Jantámos já noite, de luz acesa -- na rua, claro -- e toda a gente conversou enquanto devorava as ditas.
Quando aqui cheguei ao sofá pensei que não ia conseguir escrever nada, de tal forma estava cheia de sono. É que hoje, para mal dos meus pecados, a alvorada tinha sido, uma vez mais, com as galinhas. E, também para mal dos meus pecados, não apenas, de véspera, tinha ido para a cama a horas inconfessáveis como tinha ido sem sono. Portanto, foi mais uma noite de descanso insucedido. Enquanto eles cá estão, estou bem, sem sono ou cansaço. A alegria de os ter juntos e alegres na companhia uns dos outros é tanta que qualquer vestígio de cansaço se dissipa na íntegra. Mal viram costas e chego ao sofá, volta em força. Chama-se a isto falta de férias. E, para esse padecimento, só há um tratamento possível: férias.
No meio destas minhas azáfamas e little afazeres ainda nem prestei atenção às autárquicas. Os cartazes já por aí andam mas parece que o espírito da coisa ainda não baixou em mim. Acho que já tenho claro em quem vou votar mas, ainda assim, gostava de conhecer as alternativas.
Mas há com cada cartaz... Em alguns casos é o mau gosto da pose ou o ridículo excesso de photoshop tirando vinte anos aos visados, noutros é o próprio fácies dos próprios que não ajuda.
Sei que não o devia revelar pois há coisas que, a priori, se sabe que não são especialmente bem comportadas ou politicamente correctas. Mas ninguém aqui é perfeito nem tenta fazer-se passar por isso. Portanto, vou contar.
É que o máximo de atenção que temos prestado às autárquicas é quando, indo de carro, nos deparamos com os cartazes. De um, o meu marido disse: 'Não deviam ter feito um cartaz com esta gaja.
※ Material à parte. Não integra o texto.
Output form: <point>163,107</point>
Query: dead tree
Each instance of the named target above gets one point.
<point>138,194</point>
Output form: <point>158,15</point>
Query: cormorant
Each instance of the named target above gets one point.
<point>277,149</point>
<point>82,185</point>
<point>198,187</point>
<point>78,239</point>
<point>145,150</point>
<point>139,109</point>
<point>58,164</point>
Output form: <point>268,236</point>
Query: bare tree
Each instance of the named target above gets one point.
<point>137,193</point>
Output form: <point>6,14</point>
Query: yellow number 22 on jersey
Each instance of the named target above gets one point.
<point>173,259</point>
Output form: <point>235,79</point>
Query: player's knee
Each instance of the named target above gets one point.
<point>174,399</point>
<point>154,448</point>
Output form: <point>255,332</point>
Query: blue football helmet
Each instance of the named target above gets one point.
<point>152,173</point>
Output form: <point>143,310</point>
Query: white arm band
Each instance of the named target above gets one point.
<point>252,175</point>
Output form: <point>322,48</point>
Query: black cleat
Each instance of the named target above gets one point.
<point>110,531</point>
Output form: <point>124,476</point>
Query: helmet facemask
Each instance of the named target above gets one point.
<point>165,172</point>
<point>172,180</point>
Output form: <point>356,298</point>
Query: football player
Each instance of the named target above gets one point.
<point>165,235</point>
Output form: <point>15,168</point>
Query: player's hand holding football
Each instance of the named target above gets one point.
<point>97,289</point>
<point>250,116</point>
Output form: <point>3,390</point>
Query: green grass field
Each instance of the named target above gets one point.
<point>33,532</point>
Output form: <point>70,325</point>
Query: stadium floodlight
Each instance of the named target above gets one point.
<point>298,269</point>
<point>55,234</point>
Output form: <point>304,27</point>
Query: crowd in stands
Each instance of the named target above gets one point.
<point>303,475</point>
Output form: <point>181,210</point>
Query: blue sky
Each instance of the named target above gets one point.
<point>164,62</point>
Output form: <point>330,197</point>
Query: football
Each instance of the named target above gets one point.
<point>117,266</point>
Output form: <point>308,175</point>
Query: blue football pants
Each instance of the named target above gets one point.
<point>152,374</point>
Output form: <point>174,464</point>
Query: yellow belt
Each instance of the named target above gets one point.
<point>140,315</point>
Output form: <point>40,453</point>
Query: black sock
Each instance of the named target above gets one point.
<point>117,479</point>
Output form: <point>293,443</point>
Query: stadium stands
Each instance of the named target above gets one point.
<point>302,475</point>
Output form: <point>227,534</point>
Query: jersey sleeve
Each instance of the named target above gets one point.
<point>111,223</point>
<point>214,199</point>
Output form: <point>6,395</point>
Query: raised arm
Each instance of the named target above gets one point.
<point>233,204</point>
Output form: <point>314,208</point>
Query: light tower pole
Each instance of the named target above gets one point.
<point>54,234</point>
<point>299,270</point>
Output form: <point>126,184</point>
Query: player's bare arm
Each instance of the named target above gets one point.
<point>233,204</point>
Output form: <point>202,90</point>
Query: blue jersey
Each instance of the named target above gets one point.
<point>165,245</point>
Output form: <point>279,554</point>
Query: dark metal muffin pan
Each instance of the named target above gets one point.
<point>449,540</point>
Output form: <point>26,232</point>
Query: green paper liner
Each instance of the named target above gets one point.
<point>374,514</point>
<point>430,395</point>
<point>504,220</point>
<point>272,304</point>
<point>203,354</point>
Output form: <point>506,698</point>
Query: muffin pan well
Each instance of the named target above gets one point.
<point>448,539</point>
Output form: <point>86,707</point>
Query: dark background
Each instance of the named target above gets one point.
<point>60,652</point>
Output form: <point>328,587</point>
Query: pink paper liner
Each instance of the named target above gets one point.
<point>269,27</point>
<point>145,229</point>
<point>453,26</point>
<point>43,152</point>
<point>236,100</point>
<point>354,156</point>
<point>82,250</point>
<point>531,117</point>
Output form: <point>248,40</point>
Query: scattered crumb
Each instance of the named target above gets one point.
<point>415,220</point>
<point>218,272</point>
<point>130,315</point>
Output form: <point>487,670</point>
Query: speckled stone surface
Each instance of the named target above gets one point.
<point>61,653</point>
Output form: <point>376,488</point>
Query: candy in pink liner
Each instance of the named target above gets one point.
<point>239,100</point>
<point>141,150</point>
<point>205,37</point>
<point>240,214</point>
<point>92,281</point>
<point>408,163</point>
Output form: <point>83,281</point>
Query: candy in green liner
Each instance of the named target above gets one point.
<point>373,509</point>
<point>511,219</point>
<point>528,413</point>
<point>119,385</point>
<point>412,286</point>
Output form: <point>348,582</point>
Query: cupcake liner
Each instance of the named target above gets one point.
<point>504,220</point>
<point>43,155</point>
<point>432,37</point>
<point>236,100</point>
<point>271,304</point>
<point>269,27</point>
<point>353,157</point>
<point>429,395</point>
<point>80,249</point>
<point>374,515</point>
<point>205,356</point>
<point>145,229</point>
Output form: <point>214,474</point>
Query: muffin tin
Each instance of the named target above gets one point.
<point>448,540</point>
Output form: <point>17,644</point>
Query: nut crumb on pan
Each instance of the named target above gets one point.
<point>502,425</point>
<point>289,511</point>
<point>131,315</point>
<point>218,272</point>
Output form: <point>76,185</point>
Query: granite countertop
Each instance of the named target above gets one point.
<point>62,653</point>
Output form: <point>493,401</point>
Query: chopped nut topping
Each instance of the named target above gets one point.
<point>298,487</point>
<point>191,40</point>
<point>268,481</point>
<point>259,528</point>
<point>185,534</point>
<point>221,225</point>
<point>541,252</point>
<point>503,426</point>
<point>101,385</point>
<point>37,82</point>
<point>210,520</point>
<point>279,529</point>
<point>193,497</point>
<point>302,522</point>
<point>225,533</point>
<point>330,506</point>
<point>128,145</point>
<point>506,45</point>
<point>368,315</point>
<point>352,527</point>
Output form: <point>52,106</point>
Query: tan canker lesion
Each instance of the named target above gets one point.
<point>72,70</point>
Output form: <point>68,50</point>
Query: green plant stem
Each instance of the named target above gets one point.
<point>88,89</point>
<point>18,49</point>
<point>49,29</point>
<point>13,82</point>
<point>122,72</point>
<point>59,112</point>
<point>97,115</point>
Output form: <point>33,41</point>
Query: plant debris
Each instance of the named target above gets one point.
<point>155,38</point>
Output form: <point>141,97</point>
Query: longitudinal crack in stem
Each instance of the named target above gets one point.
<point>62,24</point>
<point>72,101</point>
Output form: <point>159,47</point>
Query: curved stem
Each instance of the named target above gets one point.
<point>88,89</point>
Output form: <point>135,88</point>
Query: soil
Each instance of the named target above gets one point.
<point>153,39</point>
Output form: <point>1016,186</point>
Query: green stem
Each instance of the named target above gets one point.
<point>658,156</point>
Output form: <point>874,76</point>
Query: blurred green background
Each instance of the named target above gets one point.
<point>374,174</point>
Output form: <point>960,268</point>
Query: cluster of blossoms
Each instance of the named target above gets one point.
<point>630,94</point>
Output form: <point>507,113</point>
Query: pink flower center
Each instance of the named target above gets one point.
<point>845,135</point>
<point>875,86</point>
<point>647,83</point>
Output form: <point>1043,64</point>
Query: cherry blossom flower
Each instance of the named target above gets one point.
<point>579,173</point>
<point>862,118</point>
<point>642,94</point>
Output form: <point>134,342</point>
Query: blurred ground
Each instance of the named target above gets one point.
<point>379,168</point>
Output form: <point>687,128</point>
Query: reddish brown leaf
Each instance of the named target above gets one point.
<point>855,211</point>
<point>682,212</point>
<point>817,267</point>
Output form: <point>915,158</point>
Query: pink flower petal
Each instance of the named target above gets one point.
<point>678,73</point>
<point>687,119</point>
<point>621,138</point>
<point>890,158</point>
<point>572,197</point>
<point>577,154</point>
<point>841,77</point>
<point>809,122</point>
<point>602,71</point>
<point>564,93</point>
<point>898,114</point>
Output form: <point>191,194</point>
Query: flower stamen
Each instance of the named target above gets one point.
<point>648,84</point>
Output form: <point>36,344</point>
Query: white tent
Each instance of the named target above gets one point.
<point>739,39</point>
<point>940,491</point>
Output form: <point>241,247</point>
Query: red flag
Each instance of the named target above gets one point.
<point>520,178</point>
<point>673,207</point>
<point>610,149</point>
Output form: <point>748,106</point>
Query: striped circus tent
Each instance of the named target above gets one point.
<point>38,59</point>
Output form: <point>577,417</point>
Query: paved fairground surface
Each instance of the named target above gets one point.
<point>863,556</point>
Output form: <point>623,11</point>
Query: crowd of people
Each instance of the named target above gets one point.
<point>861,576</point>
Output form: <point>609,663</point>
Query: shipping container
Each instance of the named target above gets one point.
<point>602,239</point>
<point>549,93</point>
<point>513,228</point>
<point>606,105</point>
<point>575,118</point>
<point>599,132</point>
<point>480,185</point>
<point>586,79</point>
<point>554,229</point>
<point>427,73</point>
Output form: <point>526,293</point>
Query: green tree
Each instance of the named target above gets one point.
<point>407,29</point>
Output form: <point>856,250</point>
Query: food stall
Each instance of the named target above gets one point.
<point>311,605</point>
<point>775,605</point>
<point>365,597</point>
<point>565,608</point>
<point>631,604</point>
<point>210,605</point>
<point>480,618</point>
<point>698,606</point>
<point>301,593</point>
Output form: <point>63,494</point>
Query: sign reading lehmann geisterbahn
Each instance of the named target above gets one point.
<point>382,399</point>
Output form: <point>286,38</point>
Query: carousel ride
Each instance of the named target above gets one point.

Com uma cara destas, haverá alguém que vá votar nela...?' e eu dou-lhe razão. Há caras que não enganam. Pior foi o comentário quando viu um cartaz com três mulheres. Disse: 'Deixem passar, deixem passar, nós somos fufas e o mundo vamos mudar'.
Parafraseava, como é óbvio, os ditos da célebre manif abaixo reportada e da qual tive conhecimento através de Mestre Plúvio ao partilhar tão preciosa pérola:
E, de facto, olhando aquelas três naquele cartaz, a ideia de participarem numa manif com aquele maravilhoso grito de ordem parece-me muito possível. Não que a orientação sexual dos candidatos tenha alguma coisa a ver com a orientação política de quem neles vota mas, ainda assim, não sei se aquele cartaz, com aquelas três, com as expressões e, sobretudo, os penteados que têm, faz muito sentido.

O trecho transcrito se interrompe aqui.